Decisive moments in history

April 17, 2008 23:00

ByAnshel Pfeffer, Anshel Pfeffer

2 min read

Six historic choices

Opening the gates of Aliyah
As the country emerged from the 1948 Independence War, it included only around 600,000 Jews, and had little infrastructure. Prime Minister David Ben-Gurion took upon the new-born state to bring in and absorb a million Holocaust refugees and half-a-million Jews from Arab states. The decision had the potential to devastate the almost non-existent economy, and to tear apart the fragile society. In the space of less than a decade, the population tripled and a vibrant and diverse Israeli cultural identity was born. The price: Israel’s economy was shackled for a generation to come, and a social divide was produced that is only beginning to close.
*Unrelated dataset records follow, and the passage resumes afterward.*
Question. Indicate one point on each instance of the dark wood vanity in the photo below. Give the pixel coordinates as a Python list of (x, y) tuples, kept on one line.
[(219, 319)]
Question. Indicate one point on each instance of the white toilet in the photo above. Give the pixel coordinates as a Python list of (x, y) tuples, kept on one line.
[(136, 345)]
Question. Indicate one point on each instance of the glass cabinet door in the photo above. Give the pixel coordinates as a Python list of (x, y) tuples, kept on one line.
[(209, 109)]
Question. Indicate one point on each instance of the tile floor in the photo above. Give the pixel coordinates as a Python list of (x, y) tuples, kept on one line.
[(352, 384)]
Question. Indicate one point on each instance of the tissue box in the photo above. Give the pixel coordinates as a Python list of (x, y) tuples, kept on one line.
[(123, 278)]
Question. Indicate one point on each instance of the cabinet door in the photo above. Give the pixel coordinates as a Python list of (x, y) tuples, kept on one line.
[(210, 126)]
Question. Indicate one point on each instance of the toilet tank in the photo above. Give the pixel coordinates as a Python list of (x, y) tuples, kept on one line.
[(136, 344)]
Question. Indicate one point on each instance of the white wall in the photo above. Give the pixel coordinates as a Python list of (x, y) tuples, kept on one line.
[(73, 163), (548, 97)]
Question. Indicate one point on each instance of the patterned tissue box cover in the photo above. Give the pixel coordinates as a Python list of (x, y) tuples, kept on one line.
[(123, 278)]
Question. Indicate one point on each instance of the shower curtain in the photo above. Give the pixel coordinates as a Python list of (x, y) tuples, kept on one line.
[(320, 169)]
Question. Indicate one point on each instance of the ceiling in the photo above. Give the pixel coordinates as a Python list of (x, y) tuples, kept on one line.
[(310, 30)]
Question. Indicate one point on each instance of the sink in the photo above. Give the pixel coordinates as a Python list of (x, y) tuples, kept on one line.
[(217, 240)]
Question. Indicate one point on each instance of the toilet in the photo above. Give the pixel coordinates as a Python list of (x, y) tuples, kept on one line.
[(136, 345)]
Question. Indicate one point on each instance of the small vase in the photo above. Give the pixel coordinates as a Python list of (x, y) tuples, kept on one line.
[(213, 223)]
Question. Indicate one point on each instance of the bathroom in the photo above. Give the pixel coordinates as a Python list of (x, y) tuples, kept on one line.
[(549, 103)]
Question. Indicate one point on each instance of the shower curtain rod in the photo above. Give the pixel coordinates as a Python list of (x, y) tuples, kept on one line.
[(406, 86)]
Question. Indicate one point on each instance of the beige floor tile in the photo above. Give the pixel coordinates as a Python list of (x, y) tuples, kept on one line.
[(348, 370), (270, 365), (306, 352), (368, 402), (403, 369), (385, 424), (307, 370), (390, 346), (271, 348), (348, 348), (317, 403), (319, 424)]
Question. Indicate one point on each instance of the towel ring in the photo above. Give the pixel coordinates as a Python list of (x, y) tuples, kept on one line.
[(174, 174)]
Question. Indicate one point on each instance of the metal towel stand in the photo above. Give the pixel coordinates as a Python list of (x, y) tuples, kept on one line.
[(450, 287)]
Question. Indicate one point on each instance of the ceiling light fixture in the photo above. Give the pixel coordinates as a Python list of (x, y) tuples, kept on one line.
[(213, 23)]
Building the nuclear option
The young Shimon Peres, with the backing of Ben-Gurion, embarked upon an adventure unthinkable for such a young and badly resourced country. Through scientific ingenuity and a series of secret deals with a sympathetic French government, the Dimona nuclear reactor was built and Israel’s most significant strategic asset came to be. Today, without ever admitting it, Israel is seen as a nuclear power. Its leadership and most of the population believe that this is the ultimate deterrence against its enemies. But Dimona remains a dark secret that is spurring on a regional arms race.

Launching the Six-Day War
Was the 1967 war inevitable? Did Israel have to launch a surprise attack on Egypt and the Arab air forces? Was the blockade of the Strait of Hormuz a mortal threat? Historians will continue to argue, but none will dispute the significance of Levi Eshkol’s cabinet decision, egged on by public opinion and the intrigues of the generals, to embark on Israel’s greatest military operation eventually on three fronts simultaneously. In less than a week, the threatened state was firmly established as the regional superpower; and, for better or worse, the frontier lines of the Israeli-Arab conflict were redrawn forever.